Compute shader: error X3013 no matching 1 parameter function

Started by
4 comments, last by fido9dido 2 years, 5 months ago

I'm trying to write a function within a compute shader (HLSL) that call other thread functions, note that all functions perform different operations on the same buffer so i want it to output the result after the last function in the main is performed

 RWStructuredBuffer <Data> dataBuffer:register(u0);
[numthreads(1, 1, 1)]
void main(uint3 DTid : SV_DispatchThreadID)
{
Otherfunc();//this works obviously
Func1();//Error no matching 1 parameter function
Func2();
}
[numthreads(32, 32, 32)]
void Func1(uint3 DTid : SV_DispatchThreadID)
{
}
[numthreads(32, 32, 32)]
void Func2(uint3 DTid : SV_DispatchThreadID)
{
}
void otherfunc()
{
}

error X3013: 'Func1': no matching 1 parameter function

Each function may have different length, x,y,z I thought that since the SV_DispatchThreadID is determined based on numthreads (and groupid ofc) I can redefine the numthreads in each function and call it as shown to perform multi-threading inside each function and it will be treated as a function with default parameter, but since it's not working

How can I make this work

Advertisement

uh… sadly this can't work the way you want.

fido9dido said:
[numthreads(1, 1, 1)]

Notice this means only one thread of 32 or 64 (depending on HW) will do any work at all. The other remain idle and you can not expand this.
Currently shaders can not call other shaders at all. So subfunctions are not possible. You can only implement such things on API sides using multiple dispatches and synchronization between them, which has a cost.

fido9dido said:
[numthreads(32, 32, 32)]

This would be too much threads. It would lead to a workgroup size of 32.768 threads, which is much more than a single CU (former AMD) or SM (NVidia) has. APIs define limits here, usually it's 1024 at most.
Let's make an example about older GCN archtecture from AMD, because i know that best personally. Here one CU has 64 threads which execute a program in lockstep. If you make a larger workgroup of size 256, the CU will execute 4 times the same code sequentially. But as a programmer you can think they would run in parallel. Also, all 256 threads can access the same block of LDS memory which has been reserved to the workgroup if you use it.

What's important to know from all this is: A workgroup should have a size of at least 32 (or 64 on AMG GCN), and at most of 256. 512 and 1024 works as well, but then less workgroups will be available to switch them, which is like hyper threading on CPU. Such switches of active workgroups is important to hide memory access latency.

Probably this means you have to subdivide your work into smaller chunks os proposed in the other topic, and each chunk will process in random order, so they need to be truly independent of each other.

fido9dido said:
void otherfunc()

This works, but it's not implemented as a function call like you imagine.
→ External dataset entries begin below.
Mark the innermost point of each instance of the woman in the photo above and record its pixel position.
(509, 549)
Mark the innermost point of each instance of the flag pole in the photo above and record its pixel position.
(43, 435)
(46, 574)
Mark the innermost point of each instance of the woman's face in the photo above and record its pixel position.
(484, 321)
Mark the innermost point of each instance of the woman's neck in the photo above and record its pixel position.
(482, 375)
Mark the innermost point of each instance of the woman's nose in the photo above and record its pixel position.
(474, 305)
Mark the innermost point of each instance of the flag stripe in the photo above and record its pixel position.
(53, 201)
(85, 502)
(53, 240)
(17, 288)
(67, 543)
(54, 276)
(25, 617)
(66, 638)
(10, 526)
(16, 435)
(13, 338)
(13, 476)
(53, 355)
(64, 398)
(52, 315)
It's more a tool to reduce shader code size e.g. if you need similar math often. All threads will execute it in parallel, if some threads are masked out due a branch they could not do another function at the same time.
So you could just inline all your functions and the result would be the same )although in practice, inlining the code is usually faster :/ )

I usually recommend the chapter about compute shaders from OpenGL Superbible. It's very good, also because it explains building blocks of parallel programming quickly, which is more important than those (confusing) details about HW.
I don't know a good resource for DirectX, but it's basically the same on both sides. Just terminology differs. If you can, read it.
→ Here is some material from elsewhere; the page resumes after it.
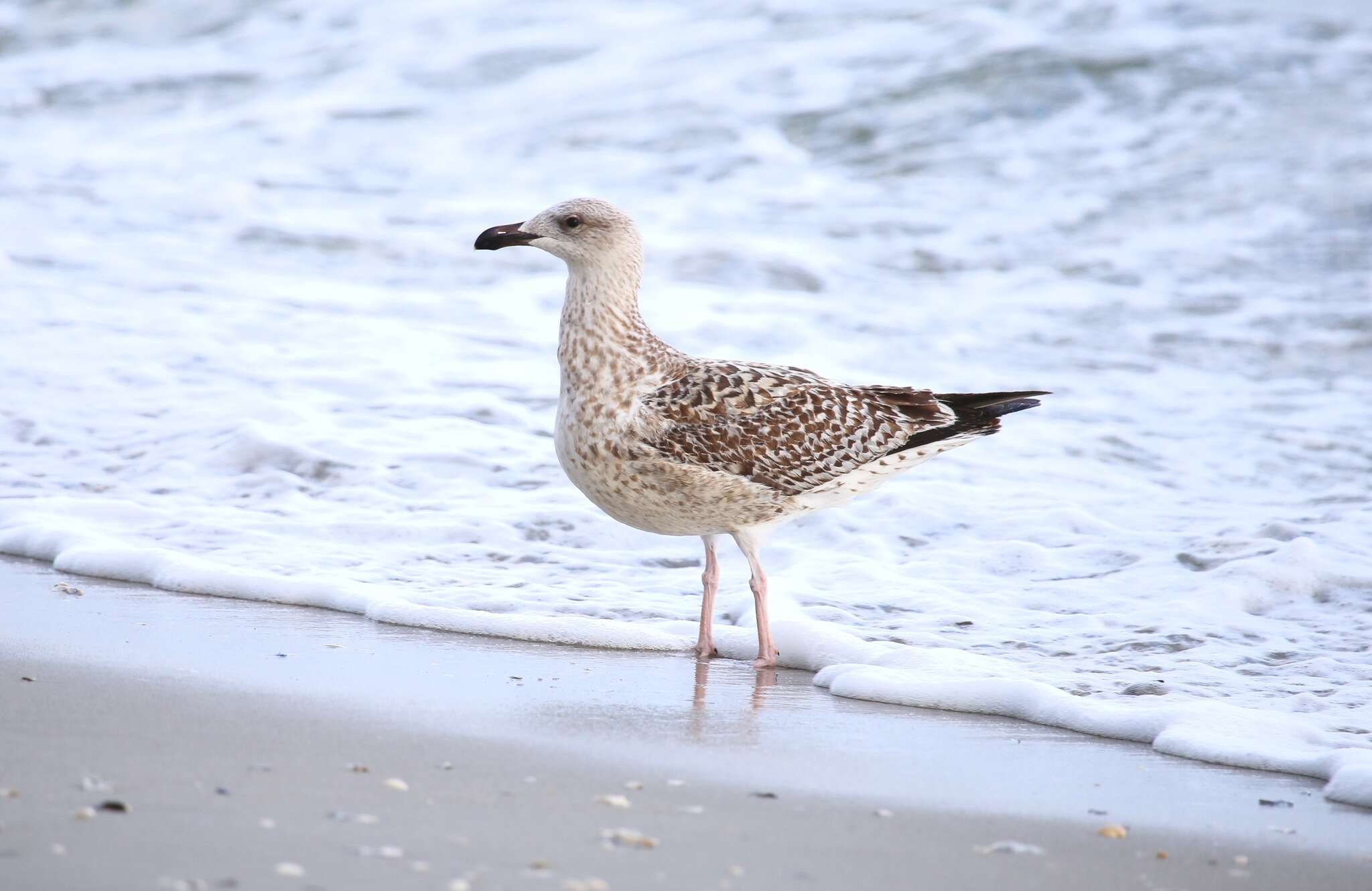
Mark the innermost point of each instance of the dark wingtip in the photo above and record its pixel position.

You can describe your problem so we could propose how to implement it.

I didn't mind using a single thread in the main function if it meant that I can call functions the way i wanted it too

JoeJ said:
Currently shaders can not call other shaders at all. So subfunctions are not possible. You can only implement such things on API sides using multiple dispatches and synchronization between them, which has a cost.

Uh I feared that it wouldn't work

JoeJ said:

This would be too much threads. It would lead to a workgroup size of 32.768 threads, which is much more than a single CU (former AMD) or SM (NVidia) has. APIs define limits here, usually it's 1024 at most.

when I first read it I imagined it something like [numthreads(1024 , 1024 , 1024 )], thanks for clarification

JoeJ said:

I usually recommend the chapter about compute shaders from OpenGL Superbible. It's very good, also because it explains building blocks of parallel programming quickly, which is more important than those (confusing) details about HW.

I don't know a good resource for DirectX, but it's basically the same on both sides. Just terminology differs. If you can, read it.

I will have a look at it, as long as it's explain CS, it will be the same.

You can describe your problem so we could propose how to implement it.

I am trying to implement Convex terrain Dual contour with compute shader then pass it to the CPU so I can use it for physics, The way I did it on the CPU using 32x32x32 chunks with a flat array indexing, at first I tried to substitute looping with numthreads but I guess it wont work, in my prev approach I generated a single chunk, so I calculate the density for the whole terrain, then calculate generate VB then smoothen the terrain and generate normal then generate IB

so now, it seems that I have to re-design it as you suggested in a smaller chunks so i will have to generate the terrain dynamically something similar to GPU Gems

fido9dido said:
I am trying to implement Convex terrain Dual contour with compute shader then pass it to the CPU so I can use it for physics, The way I did it on the CPU using 32x32x32 chunks with a flat array indexing, at first I tried to substitute looping with numthreads but I guess it wont work, in my prev approach I generated a single chunk, so I calculate the density for the whole terrain, then calculate generate VB then smoothen the terrain and generate normal then generate IB

That's a good example. Should work well with compute.
Assuming you have a big density volume in VRAM, chunks of 16^3 would fit into LDS easily.
So one workgroup would read an extended block of 17^3 to LDS (or 19^3 if you do one iteration if blur).
Then each thread could check one voxel if to build a surface patch with left, top, and front side neighbors.
It's a maybe a win here (as with the blur), that neighbors can be read from shared LDS not VRAM. But i'm not sure. Maybe multiple 3D texture fetches do just as well due to caching. Then you could use LDS only for the output of surface.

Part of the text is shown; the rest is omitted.